Of course, in grand NaNoWriMo tradition, I am being absolutely insufferable about my victory. If it were not so cold out today, I would slap on a beret and go sit at an outdoor cafe and spend the afternoon smoking cheroots and observing humanity pass by with the all-seeing eye of an authah. The temperature being what it is, I will have to settle for pontificating to the cat about narrative styles, character arcs, and the necessity of a good opening sentence. (She listens attentively enough, but I think she disagrees with my views on POV, to judge from her occasional tail-flicking.)
Speaking of cold, we are having a spell of it here. Also, the snow, to which I say FINALLY. Winter shuffles in a little bit later every year, like that one moronic little kid in a school play who doesn’t hear their cue and is busy picking their nose or playing with the scenery in the wings, and finally the teacher has to give up on hissing their name at them and actually push them out onto the stage, where they stand and stare blankly at the audience until one of the other kids nudges them offstage again. And you’re sitting in the audience thinking Not that I was expecting Laurence fucking Olivier here, but seriously, how can you be wearing the damn costume and not understand that you’re in a friggin’ play? This is ninth grade, for crying out loud. And then you hear later that the kid has Down Syndrome or autism or something, and for the rest of the evening there’s a little voice in your head singing BASTARD, BASTARD, YOU ARE A BASTARD. Anyway: winter = retarded. In the strictly literal sense, of course.

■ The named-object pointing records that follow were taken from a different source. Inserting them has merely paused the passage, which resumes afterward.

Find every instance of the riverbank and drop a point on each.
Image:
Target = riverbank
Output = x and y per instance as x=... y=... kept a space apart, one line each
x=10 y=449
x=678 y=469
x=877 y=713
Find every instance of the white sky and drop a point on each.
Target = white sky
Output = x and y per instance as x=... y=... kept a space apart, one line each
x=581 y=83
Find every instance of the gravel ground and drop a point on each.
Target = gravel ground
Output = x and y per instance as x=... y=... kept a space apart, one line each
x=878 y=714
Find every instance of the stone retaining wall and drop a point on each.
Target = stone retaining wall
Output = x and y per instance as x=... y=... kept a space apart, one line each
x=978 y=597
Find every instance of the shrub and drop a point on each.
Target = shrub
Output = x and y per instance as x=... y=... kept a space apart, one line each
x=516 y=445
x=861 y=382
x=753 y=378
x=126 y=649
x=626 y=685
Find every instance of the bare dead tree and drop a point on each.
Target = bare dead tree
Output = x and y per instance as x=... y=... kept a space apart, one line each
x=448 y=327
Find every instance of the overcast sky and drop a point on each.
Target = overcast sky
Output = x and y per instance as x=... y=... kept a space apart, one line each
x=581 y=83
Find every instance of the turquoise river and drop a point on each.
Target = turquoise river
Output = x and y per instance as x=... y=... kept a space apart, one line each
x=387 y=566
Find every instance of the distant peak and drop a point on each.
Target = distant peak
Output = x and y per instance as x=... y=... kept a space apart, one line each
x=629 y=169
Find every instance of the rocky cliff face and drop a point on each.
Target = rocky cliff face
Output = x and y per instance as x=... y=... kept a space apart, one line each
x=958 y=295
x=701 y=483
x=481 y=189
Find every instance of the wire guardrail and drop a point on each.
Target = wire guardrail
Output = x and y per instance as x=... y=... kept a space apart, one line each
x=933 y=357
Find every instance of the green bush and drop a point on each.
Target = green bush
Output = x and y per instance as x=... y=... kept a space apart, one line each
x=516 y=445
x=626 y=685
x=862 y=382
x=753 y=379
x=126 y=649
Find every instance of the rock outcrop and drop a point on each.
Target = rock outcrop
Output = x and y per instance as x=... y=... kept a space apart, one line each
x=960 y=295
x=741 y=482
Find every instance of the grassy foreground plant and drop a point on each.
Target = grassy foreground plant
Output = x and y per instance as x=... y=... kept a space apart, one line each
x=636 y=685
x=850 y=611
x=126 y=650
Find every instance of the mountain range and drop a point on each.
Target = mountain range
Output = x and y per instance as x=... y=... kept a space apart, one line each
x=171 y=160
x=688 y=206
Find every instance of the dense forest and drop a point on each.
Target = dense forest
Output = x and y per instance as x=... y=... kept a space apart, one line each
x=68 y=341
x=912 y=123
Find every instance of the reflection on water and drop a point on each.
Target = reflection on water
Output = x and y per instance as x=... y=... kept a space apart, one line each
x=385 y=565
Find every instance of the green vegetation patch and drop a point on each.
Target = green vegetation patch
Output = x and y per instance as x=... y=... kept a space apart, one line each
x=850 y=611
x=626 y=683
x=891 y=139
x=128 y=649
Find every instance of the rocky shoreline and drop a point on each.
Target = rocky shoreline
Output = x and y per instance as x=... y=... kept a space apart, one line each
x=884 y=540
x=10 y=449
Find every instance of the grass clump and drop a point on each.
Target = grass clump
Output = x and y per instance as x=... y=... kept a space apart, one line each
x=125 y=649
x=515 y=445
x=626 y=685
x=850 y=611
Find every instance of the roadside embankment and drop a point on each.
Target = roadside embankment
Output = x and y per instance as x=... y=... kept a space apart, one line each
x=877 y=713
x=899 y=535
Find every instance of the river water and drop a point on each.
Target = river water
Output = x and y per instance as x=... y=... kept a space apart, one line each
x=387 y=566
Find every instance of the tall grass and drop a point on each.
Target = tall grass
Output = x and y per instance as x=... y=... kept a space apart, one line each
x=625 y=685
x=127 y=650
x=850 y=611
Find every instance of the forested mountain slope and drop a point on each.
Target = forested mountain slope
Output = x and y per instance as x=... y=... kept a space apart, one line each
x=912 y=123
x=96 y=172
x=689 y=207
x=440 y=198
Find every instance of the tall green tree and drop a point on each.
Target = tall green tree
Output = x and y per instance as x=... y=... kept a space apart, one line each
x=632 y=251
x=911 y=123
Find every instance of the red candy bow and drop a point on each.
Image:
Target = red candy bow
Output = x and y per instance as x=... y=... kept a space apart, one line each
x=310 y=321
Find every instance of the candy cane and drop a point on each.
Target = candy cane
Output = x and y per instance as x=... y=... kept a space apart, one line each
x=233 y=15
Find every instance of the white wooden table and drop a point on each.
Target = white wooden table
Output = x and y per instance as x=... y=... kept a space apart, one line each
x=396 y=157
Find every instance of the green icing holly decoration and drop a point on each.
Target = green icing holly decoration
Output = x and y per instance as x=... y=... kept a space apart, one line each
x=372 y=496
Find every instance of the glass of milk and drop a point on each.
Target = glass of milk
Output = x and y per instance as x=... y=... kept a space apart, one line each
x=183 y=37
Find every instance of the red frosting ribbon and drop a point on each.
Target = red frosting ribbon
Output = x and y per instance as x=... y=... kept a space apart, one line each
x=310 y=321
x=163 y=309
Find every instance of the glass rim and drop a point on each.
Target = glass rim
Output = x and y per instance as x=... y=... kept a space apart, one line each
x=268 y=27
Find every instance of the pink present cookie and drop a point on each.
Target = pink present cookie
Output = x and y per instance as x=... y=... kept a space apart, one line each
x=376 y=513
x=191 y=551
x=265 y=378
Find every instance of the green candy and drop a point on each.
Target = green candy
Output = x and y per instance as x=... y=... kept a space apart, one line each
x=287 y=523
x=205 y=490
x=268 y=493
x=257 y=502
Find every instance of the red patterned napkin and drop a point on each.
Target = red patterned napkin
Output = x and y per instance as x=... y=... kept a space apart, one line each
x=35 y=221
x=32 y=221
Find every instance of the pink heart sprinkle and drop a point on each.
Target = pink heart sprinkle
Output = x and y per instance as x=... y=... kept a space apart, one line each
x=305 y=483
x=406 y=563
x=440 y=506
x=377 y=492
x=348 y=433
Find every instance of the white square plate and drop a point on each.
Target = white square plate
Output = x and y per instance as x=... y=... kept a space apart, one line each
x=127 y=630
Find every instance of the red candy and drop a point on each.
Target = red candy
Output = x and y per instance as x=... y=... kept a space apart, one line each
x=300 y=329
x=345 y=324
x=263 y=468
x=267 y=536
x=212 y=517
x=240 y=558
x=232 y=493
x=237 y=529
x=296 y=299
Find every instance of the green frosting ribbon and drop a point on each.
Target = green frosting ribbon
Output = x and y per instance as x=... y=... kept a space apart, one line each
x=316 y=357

This year, as part of my birthday vow to overcome my procrastination gene (I’ll explain later), I finished my Christmas shopping early — before mid-November, in fact. For those awestruck mortals who wonder how I accomplished this magnificent feat, I have one word: catalogues. Glossy, tree-killing, landfill-clogging catalogues, filled with riches and goodies that can all be yours for a low low price + shipping and handling. In all honesty, though, I must confess to a certain nagging feeling of guilt at having become one of Those People — the kind who look forward with eager anticipation to the latest multi-paged goody-rag stuffed into their mailbox; the kind who spends hours poring over glossy pages with a handful of multi-colored highlighters (one for each relative) within easy reach; the kind who buys things from catalogues that also sell wooden geese with bows and bracelets with Bible verses on them. I think I may need to get one of these, just to wash the yuppie aftertaste out of my mouth.
Oh my God it is snowing again. It’s like someone shoved that school-play dimbulb back onto the stage for an encore, and now he’s standing there drooling and no one can get him offstage again and BASTARD, BASTARD, YOU ARE A BASTARD.